If you’ve heard of one, you’ve probably heard of the other. CMMC vs NIST has long been a question and a debate among cybersecurity professionals and the businesses that need to adhere to their standards.
What is the difference between CMMC and NIST 800-171?
NIST is the National Institute of Standards and Technology, a non-regulatory federal agency that is a part of the U.S. Department of Commerce. According to their website, their mission is to “promote U.S. innovation and industrial competitiveness by advancing measurement science, standards, and technology in ways that enhance economic security and improve our quality of life.”

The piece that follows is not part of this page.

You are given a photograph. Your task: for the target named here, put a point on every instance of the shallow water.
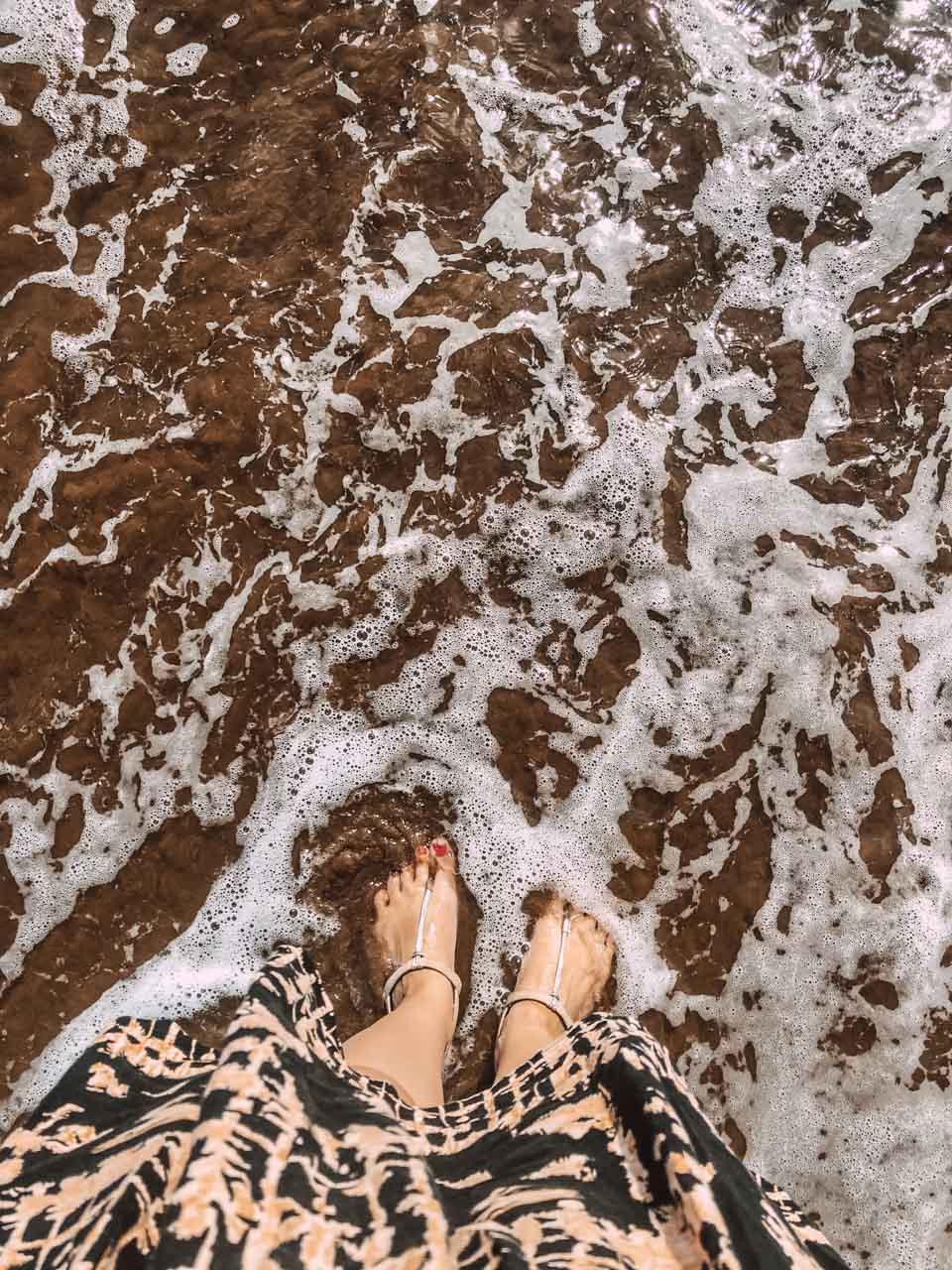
(530, 418)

NIST 800-171 is a special publication that is currently required under Defense Federal Acquisition Regulation Supplement (DFARS) clause 2019-D041. It outlines the recommendations and requirements that companies who handle Controlled Unclassified Information (CUI) needed to meet in order to properly respond to cyberattacks. A basic assessment of NIST 800-171 requires only that you perform a self-assessment and report your score to the Department of Defense (DoD)’s Supplier Performance Risk System (SPRS) portal and attest to it legally.
Over the years, this requirement and those specifically outlined in NIST 800-171 proved to lack the ability to adapt fast enough to the cyber threats that exist in the world today as well as enforcement on its mandated use by Defense Contractors wasn’t working. A new, enforceable, and more comprehensive system was needed to get businesses and contractors prepared to face them.
The Cybersecurity Maturity Model Certification — or CMMC — was first published by the DoD in early 2020 and updated occasionally thereafter. On October 1, 2025, DFARS clause 2019-D041 will end and the updated DFARS clause 252.204-7021 will begin enforcing CMMC requirements.
CMMC requires that all contractors and subcontractors follow certain processes, procedures, and practices in order to reach the proper amount of cybersecurity to bid on DoD contracts and stay secure. It assesses a company’s implementation of cybersecurity measures as well as the organization’s maturity processes.
CMMC combines recommendations from NIST 800-171 and the DFARS in order to create a complete and comprehensive maturity model spanning five levels, each building off of the requirements of the previous level. These levels range from “Basic Cybersecurity Hygiene” to “Advanced” depending on how much CUI or Federal Contract Information (FCI) a contractor has access to.
For example, you may meet CMMC Level 2 standards but only have a few of the requirements needed for Level 3. You would then earn CMMC Level 2 status. These levels are one of the key differences between CMMC vs NIST 800-171. But it’s not the only one.
CMMC also has the additional requirement that an independent, third-party auditor review your security posture and verify that you are meeting requirements. This means that CMMC goes further and is much stricter than NIST 800-171 in protecting CUI and other sensitive data.
How do I know if my business needs to be CMMC or NIST 800-171 compliant?
Under the existing and new DFARS provisions, all contractors and subcontractors businesses who do business with the DoD and all solicitations and contracts made with the DoD, except those for commercially available off-the-shelf (“COTS”) items, need to meet some level of CMMC compliance. If you are NIST 800-171 compliant, you are well on your way to being CMMC compliant, but you are likely missing a few key requirements. Most businesses aim to reach CMMC Level 3 compliance. NIST requirements do not meet all the requirements needed for Level 3 compliance.
If your company processes FUI, you must meet at least CMMC Level 1 requirements unless your Prime contractor or Government Contracting Officer states otherwise in writing. Companies that provide Commercial-Off-The-Shelf (COTS) products are not required to be CMMC compliant.
How can I get started with becoming CMMC and NIST 800-171 compliant?
The first step to becoming compliant is to understand whether you are looking to optimize toward CMMC vs NIST 800-171 as they do have slightly different requirements. Once you know that, the next step is to undergo a thorough compliance assessment to understand where you currently stand. Take the requirements of the compliance and match them to your current efforts.
Once you know where you stand, you can make a plan to address the gaps and work to set up new practices, technologies, and procedures where needed. Be prepared: this is a large undertaking that requires time and effort. Enlisting the help of a third-party partner can smooth the process and allow your team to remain focused on your business.